働き方1イメージ写真 Tom Wang/shutterstock.com

 また、この女性の利用者は、歌をうたいたい仲間を募って、合唱サークルを結成した。名前は、「いきがい青年部合唱サークル」。100歳までは青年部なのだそうである。今では、この利用者は、「この日はデイサービスを休む」と言ってくるそうだ。「なんで?」と聞くと、「他のデイサービスで歌をうたってくれと呼ばれているから」だという。

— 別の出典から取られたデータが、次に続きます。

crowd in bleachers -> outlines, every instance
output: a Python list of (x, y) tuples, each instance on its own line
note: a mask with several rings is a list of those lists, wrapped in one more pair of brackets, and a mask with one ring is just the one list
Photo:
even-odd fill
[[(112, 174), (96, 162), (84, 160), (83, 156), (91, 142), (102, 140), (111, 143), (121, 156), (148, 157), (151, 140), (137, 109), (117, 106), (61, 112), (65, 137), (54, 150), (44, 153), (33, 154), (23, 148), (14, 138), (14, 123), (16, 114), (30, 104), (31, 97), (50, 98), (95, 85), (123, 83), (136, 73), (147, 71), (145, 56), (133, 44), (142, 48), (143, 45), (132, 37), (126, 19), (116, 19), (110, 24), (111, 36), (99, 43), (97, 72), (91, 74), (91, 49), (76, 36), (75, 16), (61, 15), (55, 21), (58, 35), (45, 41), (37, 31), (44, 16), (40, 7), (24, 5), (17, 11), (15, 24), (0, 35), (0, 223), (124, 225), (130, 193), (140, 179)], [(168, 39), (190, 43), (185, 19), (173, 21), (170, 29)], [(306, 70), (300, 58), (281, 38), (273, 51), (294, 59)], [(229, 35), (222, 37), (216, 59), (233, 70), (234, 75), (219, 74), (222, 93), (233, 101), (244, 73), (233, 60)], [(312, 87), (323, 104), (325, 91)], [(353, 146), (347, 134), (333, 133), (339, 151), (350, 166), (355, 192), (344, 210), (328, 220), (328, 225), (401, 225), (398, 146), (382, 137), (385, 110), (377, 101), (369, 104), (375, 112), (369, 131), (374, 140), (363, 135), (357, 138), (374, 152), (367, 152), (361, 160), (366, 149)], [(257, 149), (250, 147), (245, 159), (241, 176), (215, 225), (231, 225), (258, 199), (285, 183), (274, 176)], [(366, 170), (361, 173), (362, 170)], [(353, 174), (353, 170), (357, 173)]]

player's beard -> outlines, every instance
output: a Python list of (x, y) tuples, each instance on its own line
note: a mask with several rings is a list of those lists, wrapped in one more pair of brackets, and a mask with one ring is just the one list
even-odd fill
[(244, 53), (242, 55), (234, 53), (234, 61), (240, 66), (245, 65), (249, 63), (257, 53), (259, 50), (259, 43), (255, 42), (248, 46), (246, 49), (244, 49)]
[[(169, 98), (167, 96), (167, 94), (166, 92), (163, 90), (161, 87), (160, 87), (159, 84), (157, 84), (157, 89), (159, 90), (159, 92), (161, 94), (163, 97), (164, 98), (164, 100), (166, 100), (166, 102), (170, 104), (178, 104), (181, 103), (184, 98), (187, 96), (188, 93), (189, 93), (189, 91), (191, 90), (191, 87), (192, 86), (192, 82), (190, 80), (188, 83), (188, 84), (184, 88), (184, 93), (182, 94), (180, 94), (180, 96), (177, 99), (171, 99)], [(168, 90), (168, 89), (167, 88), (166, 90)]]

 会社としてみては、その日の収入がなくなるわけだが、この女性は、確実に自分の生きがいを手に入れたわけだ。

 薬剤師同様、介護の現場に携わる職員も、人の役に立ちたいという思いが強い人が多い。それが、この会社では思いっきり実現できる。それは、言い換えれば、「良心の発揮が妨げられない」ということにもなろう。この会社も、そこにまさしく「いきがい」を感じる職員がどんどん集まっているという。

「働きがい」のある職場は終身雇用を考えている?

 終身雇用制度は崩壊したと言われて久しいが、本当にそうなのだろうか。従業員の働きがいを追求している会社を見ていくと、終身雇用、もしくは、従業員に長く働いてもらうためにはどうすればいいかをずっと考えている。

 最近は、多くの会社が長く働いてもらうための策を打ち出している。しかし、それは人材難に陥って、急きょそのような施策に変えたというのが実情の会社も多いはずだ。